– Fully enrolled CANYON and now enrolling the
global pivotal cohort, GRAND CANYON, of EDG-5506 in Becker muscular
dystrophy (Becker) – – Expanding Phase 2 LYNX trial of EDG-5506
including new cohort for boys with Duchenne not currently treated
with corticosteroids – – Initiated new Phase 2 FOX trial in boys
with Duchenne muscular dystrophy (Duchenne) who have been
previously treated with gene therapy – – Advancing Phase 1 trial of
EDG-7500, a novel sarcomere modulator for hypertrophic
cardiomyopathy (HCM), and other serious diseases of cardiac
diastolic dysfunction –
Edgewise Therapeutics, Inc. (Nasdaq: EWTX), a leading muscle
disease biopharmaceutical company, today reported financial results
for the third quarter of 2023 and recent business highlights.

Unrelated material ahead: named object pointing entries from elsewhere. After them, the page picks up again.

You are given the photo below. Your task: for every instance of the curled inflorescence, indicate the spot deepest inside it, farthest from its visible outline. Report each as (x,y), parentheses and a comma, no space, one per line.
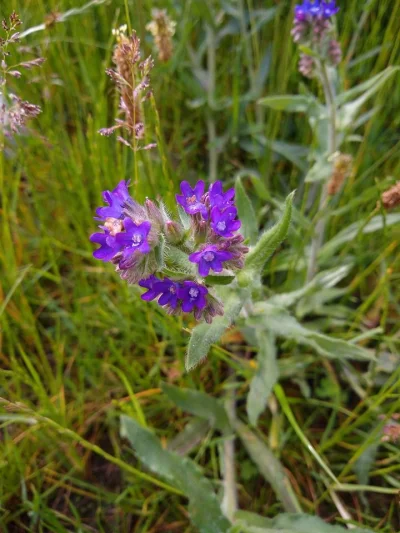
(175,261)
(313,28)
(132,77)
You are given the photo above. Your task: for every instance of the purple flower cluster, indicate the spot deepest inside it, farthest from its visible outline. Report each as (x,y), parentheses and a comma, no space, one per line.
(312,27)
(317,9)
(131,235)
(216,211)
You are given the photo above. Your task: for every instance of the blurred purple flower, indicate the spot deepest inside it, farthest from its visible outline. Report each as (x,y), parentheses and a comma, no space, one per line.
(319,8)
(210,258)
(191,199)
(224,222)
(115,200)
(134,238)
(192,295)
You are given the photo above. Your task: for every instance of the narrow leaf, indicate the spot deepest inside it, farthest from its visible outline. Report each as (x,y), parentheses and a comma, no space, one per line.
(204,509)
(302,523)
(367,87)
(282,324)
(266,376)
(204,335)
(246,213)
(290,102)
(351,232)
(269,467)
(268,242)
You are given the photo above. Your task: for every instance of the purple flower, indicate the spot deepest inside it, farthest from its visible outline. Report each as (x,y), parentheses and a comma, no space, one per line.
(218,197)
(224,222)
(309,10)
(192,295)
(210,258)
(169,292)
(149,283)
(108,246)
(191,199)
(134,238)
(115,200)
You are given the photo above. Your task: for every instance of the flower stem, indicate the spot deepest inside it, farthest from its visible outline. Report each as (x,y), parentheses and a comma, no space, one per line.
(230,500)
(212,134)
(318,238)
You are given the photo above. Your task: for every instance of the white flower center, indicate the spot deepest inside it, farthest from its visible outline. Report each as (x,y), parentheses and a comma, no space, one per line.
(193,293)
(137,239)
(221,226)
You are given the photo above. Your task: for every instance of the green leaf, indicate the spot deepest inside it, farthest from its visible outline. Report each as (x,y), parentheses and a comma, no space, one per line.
(282,324)
(287,523)
(199,404)
(204,335)
(219,280)
(191,436)
(320,171)
(266,376)
(291,102)
(302,523)
(246,213)
(204,509)
(269,241)
(349,111)
(368,87)
(351,232)
(269,467)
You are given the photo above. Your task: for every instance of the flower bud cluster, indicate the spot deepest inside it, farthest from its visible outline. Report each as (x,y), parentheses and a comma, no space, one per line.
(313,28)
(175,261)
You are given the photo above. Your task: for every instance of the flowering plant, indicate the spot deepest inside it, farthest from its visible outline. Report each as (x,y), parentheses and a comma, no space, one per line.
(180,262)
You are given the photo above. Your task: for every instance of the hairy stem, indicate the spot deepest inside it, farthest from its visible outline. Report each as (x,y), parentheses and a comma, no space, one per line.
(318,238)
(230,500)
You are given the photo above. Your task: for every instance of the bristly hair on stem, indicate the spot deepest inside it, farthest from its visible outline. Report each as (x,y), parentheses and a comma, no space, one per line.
(132,78)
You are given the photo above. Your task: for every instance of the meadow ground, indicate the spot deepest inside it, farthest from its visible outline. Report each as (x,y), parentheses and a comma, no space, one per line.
(79,348)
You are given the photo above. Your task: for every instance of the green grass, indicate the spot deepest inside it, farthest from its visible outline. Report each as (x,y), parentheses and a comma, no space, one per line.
(78,347)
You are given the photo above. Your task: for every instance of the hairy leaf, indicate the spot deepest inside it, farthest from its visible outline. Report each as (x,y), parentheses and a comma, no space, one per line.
(281,323)
(204,509)
(246,213)
(269,241)
(204,335)
(289,102)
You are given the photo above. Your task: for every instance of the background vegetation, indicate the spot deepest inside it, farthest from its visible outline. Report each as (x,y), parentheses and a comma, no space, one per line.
(78,348)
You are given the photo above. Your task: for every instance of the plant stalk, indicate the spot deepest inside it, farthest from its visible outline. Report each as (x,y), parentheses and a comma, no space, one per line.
(318,238)
(230,501)
(212,132)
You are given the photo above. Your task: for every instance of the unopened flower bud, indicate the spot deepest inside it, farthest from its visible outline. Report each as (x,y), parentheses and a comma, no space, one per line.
(306,65)
(174,232)
(342,169)
(391,198)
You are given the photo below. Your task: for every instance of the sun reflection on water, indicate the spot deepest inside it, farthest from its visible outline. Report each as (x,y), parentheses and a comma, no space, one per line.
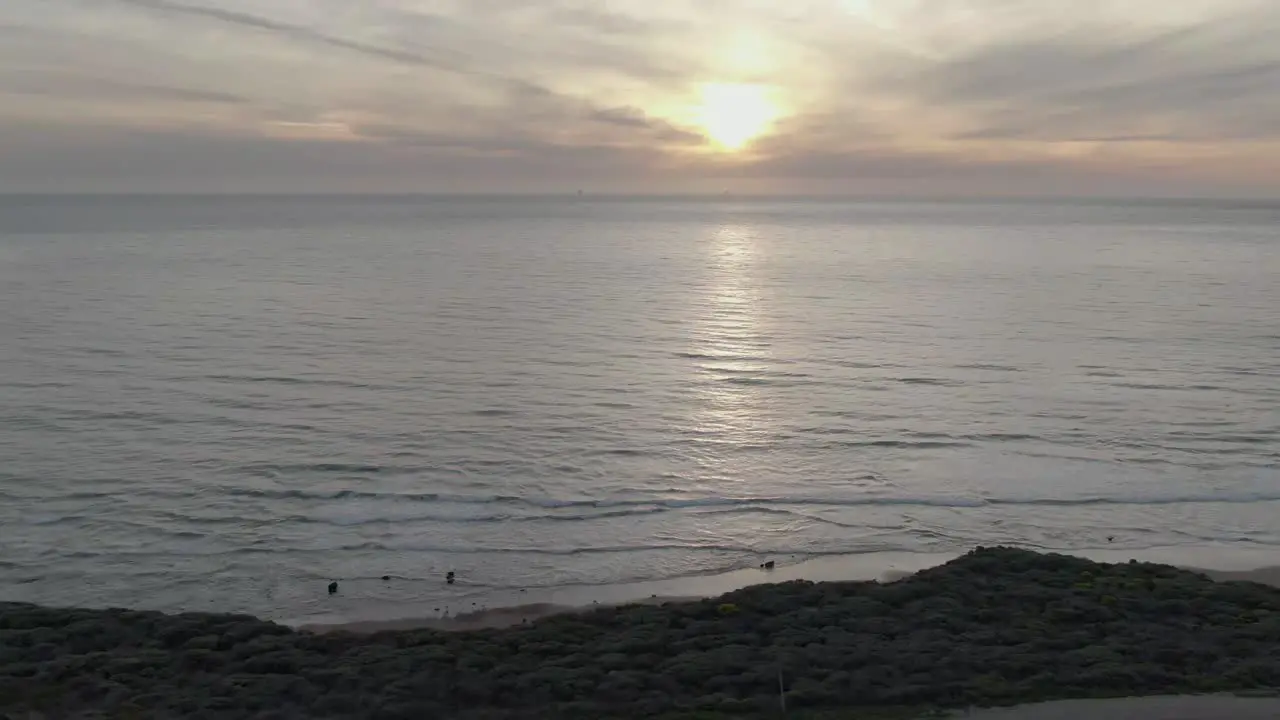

“I’m thrilled with the progress we’ve made in 2023 across our
skeletal and cardiovascular programs,” said Kevin Koch, Ph.D.,
President and Chief Executive Officer of Edgewise. “Most recently,
we started enrolling individuals in two important studies: GRAND
CANYON, a global pivotal study of EDG-5506 in Becker, a disorder
with no approved treatments and a Phase 1 trial of EDG-7500, our
novel sarcomere modulator for HCM. The team also initiated FOX, the
Phase 2 trial of EDG-5506 in boys with Duchenne who have received
gene therapy and continues to rapidly enroll the Phase 2 LYNX trial
in Duchenne.”
Recent Highlights
Musculoskeletal Program /
EDG-5506
Initiated GRAND CANYON,
a Global Pivotal Study in Becker
EDG-5506 is an orally administered small
molecule designed to prevent contraction-induced muscle damage in
dystrophinopathies including Becker and Duchenne muscular
dystrophy. There are currently no approved therapies for
individuals with Becker, a serious genetic, progressive
neuromuscular disorder with significant unmet need. The Company
initiated enrollment of GRAND CANYON, a global pivotal study of
EDG-5506 in individuals with Becker. GRAND CANYON is an expansion
of the CANYON placebo-controlled study. CANYON, which was
over-enrolled, includes 40 adults and 29 adolescents and a
treatment period of 12 months.
GRAND CANYON is a multicenter, randomized,
double-blind, placebo-controlled study to evaluate the safety and
efficacy of EDG-5506 in adults with Becker. Data from GRAND CANYON,
if positive, could support a marketing application. The primary
endpoint of GRAND CANYON is North Star Ambulatory Assessment
(NSAA). In addition, other functional assessments, biomarkers of
muscle damage and safety will be assessed. GRAND CANYON is
anticipated to recruit approximately 120 individuals with Becker,
aged between 18 and 50 years old, at up to 50 sites in 10
countries. The treatment period for participants will be 18 months.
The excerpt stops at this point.